The guild claims it represents about 50,000 drivers in New York City. So far it has met with a fair amount of success, leading the way on several pro-driver initiatives. It lead the charge to persuade the Taxi and Limousine commission to propose regulations that would require tipping on Uber’s app. This has for many drivers been a competitive advantage for driving with Lyft. Lyft has allowed passengers to tip for some time, while in some places, Uber still does not.
The guild has engaged in some questionable tactics though. On May 1st they attempted to organize a Lyft stoppage. Drivers who would not join were accused of being “scabs” and had rides canceled. With organizing comes the risk that the risk that power may become concentrated in the hands of only a few; however, most drivers’ experiences with the Guild have been positive so far .
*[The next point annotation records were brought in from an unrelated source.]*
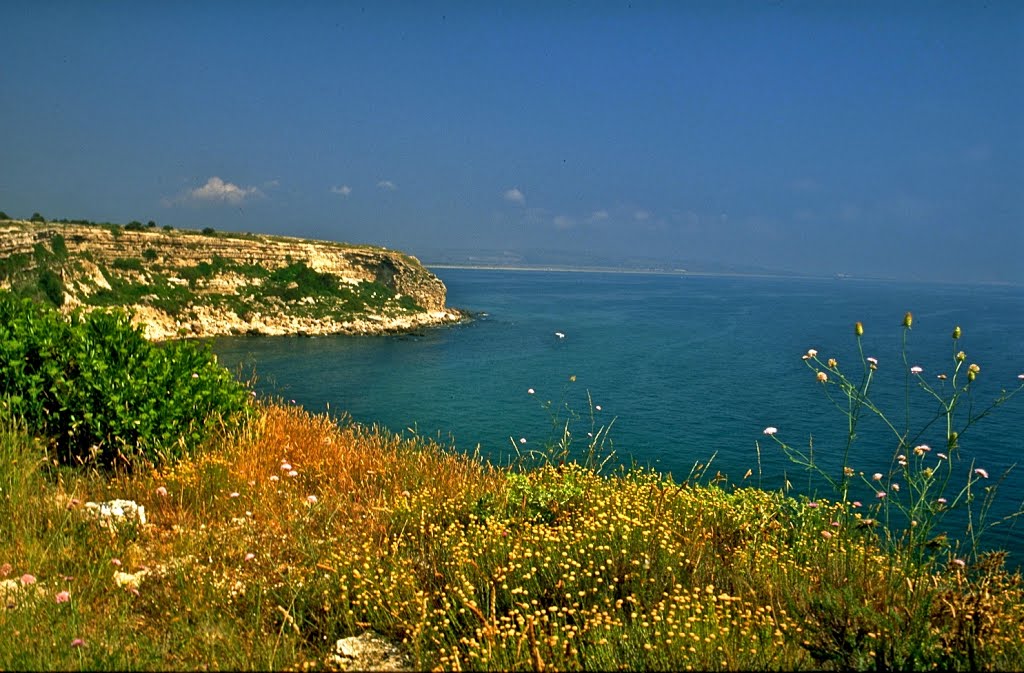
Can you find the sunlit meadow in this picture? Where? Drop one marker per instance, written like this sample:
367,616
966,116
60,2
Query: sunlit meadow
266,548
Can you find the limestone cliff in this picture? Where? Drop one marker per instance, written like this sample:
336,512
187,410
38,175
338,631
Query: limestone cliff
180,283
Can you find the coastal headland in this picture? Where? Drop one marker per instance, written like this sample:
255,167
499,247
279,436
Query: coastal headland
180,283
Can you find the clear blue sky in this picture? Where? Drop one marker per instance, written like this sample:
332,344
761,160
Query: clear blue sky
871,138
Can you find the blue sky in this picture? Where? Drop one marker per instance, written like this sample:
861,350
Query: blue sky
880,139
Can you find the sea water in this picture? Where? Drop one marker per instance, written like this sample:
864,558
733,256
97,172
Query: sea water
686,371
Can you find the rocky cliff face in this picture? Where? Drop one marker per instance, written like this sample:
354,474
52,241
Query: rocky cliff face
187,284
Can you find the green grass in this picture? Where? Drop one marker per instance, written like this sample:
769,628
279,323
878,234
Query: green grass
270,545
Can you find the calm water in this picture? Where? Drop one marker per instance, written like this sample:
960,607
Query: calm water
687,368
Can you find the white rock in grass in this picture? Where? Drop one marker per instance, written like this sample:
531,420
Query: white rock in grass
113,513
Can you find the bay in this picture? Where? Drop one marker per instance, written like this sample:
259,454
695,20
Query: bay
686,369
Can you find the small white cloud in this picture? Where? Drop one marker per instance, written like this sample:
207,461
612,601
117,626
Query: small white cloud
217,190
515,196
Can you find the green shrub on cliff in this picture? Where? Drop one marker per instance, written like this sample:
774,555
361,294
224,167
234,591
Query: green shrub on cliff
98,391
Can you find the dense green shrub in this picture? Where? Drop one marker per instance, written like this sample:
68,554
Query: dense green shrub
58,246
127,263
51,286
98,391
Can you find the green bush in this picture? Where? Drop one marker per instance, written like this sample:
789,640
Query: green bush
99,392
52,287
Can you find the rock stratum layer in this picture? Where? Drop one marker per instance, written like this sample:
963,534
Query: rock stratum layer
186,284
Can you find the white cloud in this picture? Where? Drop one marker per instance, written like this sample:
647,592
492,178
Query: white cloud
217,190
515,196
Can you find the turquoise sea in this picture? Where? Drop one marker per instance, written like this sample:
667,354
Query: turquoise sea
686,369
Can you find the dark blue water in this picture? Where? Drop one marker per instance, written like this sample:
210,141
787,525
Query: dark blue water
687,368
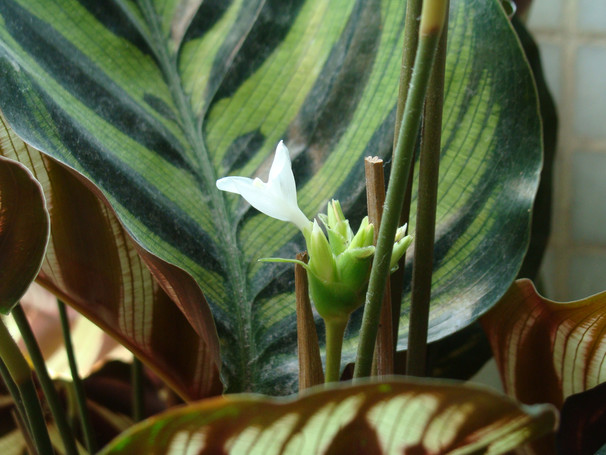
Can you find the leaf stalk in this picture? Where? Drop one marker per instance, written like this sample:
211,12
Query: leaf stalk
87,430
429,167
395,195
21,375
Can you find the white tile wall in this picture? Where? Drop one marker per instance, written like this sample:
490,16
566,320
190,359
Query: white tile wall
572,37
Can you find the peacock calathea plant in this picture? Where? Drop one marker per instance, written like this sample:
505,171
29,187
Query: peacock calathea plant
139,107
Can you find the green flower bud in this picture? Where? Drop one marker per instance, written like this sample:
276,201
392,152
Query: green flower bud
335,300
365,235
321,259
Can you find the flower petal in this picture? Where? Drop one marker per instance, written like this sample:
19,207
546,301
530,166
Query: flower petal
258,196
281,179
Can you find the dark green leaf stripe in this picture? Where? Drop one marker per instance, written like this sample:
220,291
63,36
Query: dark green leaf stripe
153,100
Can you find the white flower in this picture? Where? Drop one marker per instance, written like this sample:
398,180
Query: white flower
276,198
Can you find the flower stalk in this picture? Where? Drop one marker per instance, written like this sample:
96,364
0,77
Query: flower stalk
339,261
429,166
428,39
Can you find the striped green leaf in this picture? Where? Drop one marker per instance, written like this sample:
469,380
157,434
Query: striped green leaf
391,418
563,344
152,101
24,227
92,264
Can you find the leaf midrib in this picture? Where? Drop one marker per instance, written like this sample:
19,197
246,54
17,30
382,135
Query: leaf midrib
206,176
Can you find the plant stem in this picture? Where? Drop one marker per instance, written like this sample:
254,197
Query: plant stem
12,389
429,35
54,403
89,437
21,374
308,349
335,329
409,51
426,216
375,199
138,392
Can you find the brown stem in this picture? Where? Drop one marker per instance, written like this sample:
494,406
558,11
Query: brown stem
310,363
426,216
375,197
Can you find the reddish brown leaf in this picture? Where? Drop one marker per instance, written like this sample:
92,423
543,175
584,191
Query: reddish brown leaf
23,230
94,265
396,417
547,351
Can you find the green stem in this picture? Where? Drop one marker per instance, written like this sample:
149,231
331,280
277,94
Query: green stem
137,385
87,429
429,35
409,51
21,375
54,403
426,216
335,329
12,389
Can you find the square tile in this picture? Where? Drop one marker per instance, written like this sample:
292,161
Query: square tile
551,60
592,15
545,14
588,210
587,275
590,92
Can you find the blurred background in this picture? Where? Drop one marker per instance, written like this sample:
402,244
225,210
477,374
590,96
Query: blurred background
571,35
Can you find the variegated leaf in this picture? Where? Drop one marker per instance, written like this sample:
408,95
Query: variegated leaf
153,101
93,264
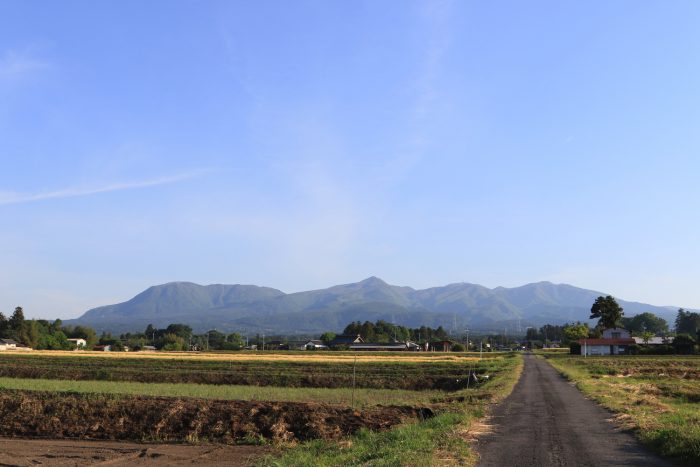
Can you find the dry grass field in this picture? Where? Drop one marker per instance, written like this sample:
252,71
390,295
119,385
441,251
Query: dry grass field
272,356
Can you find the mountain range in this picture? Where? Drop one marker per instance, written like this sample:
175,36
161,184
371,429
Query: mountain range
253,309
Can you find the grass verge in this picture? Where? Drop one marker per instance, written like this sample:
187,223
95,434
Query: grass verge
659,407
440,440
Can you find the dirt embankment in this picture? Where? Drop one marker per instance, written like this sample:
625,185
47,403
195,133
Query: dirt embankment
83,416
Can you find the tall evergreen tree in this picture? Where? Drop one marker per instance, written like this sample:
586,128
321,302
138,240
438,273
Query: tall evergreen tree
4,325
607,311
16,323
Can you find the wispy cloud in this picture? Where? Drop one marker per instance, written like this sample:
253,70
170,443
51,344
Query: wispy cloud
16,63
74,192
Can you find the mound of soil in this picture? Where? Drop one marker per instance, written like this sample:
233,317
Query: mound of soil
107,417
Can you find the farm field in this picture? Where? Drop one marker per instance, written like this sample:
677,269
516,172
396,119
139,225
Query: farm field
295,403
656,396
370,371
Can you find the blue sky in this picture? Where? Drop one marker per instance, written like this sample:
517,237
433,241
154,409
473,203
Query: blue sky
308,143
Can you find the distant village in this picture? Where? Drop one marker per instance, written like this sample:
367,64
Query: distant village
614,334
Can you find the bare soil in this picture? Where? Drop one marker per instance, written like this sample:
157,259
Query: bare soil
34,414
54,453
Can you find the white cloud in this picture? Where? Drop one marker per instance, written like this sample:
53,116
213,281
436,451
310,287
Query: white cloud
14,63
73,192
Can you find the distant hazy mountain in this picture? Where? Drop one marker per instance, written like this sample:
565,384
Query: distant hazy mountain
253,309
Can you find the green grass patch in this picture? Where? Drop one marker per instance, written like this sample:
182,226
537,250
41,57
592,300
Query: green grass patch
363,397
426,443
441,440
656,396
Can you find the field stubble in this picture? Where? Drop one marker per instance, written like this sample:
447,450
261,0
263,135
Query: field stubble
656,396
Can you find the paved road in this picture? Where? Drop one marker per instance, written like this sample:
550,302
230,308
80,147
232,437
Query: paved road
546,421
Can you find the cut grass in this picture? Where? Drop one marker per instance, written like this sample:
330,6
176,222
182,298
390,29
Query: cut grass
661,408
430,442
363,397
441,440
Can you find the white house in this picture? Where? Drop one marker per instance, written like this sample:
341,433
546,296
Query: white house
79,343
315,345
613,342
8,344
656,340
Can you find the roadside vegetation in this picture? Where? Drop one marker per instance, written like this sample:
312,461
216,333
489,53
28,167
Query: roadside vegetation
657,397
404,409
439,440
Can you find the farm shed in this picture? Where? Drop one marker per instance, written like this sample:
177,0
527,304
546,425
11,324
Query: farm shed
441,346
605,346
656,340
79,343
346,339
383,347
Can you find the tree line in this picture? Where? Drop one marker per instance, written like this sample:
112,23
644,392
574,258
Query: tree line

Members of the machinists union had been in contact with Uber drivers for several years before the guild was formed. Uber drivers began approaching the union looking for ways to have some type of organized voice. “Thousands of drivers were coming to us, and we were building a mailing list we still have today,” Conigliaro said. The agreement struck by the guild resulted in regular meetings between members and top Uber officials in New York City. The guild originally approached Uber late in 2015 to explore what types of agreements might be possible. Currently the guild is the only organization that represents drivers through a union and is in regular contact with Uber. In addition to regular contact, the Guild has also secured due process for drivers that are banned from driving for Uber.
The nature of contractor drivers makes organizing very difficult. With a high turnover rate and non-localized employment, the Guild may prove to be very important in advancing organized labor. The most important victory of the guild may be its battle to allow tipping. Originally Uber was unwilling to consider it. The Guild would not be so easily deterred, “We couldn’t go back to drivers and say, ‘The company said they’re not going to do it,” but the Guild persisted, “So we took that one issue and moved it throughout the year.” Conigliaro recalled. The Guild also advocated for minor increases in fare to pay drivers more competitive wages. Many of the issues the Guild is advocating for are changes that drivers around the country have wanted for some time. “We envision a regulated mile and minute pay” the Guild wrote in a letter in April. Many Uber drivers have found themselves in unfortunate positions where they will drive long distances to pick up passengers without knowing where their fare is headed. This has caused consternation when the passenger is only going a very short distance, not covering the time of the trip or cost of gas.
What the Guild will ultimately accomplish is speculative. However, it emerges at a time where the gig economy is becoming increasingly popular. How Uber ultimately reacts, and whether similar organizations form elsewhere remains to be seen. It is of extreme importance though, that organized labor balances the representation of drivers with what makes companies like Uber and Lyft unique. If bargains are pushed too hard, Uber may become just another taxi service in everything but name. The prevalence of drivers can make it easy to ignore the needs of drivers and simply replace them, eventually however the market will likely take abusive companies to task with or without union support.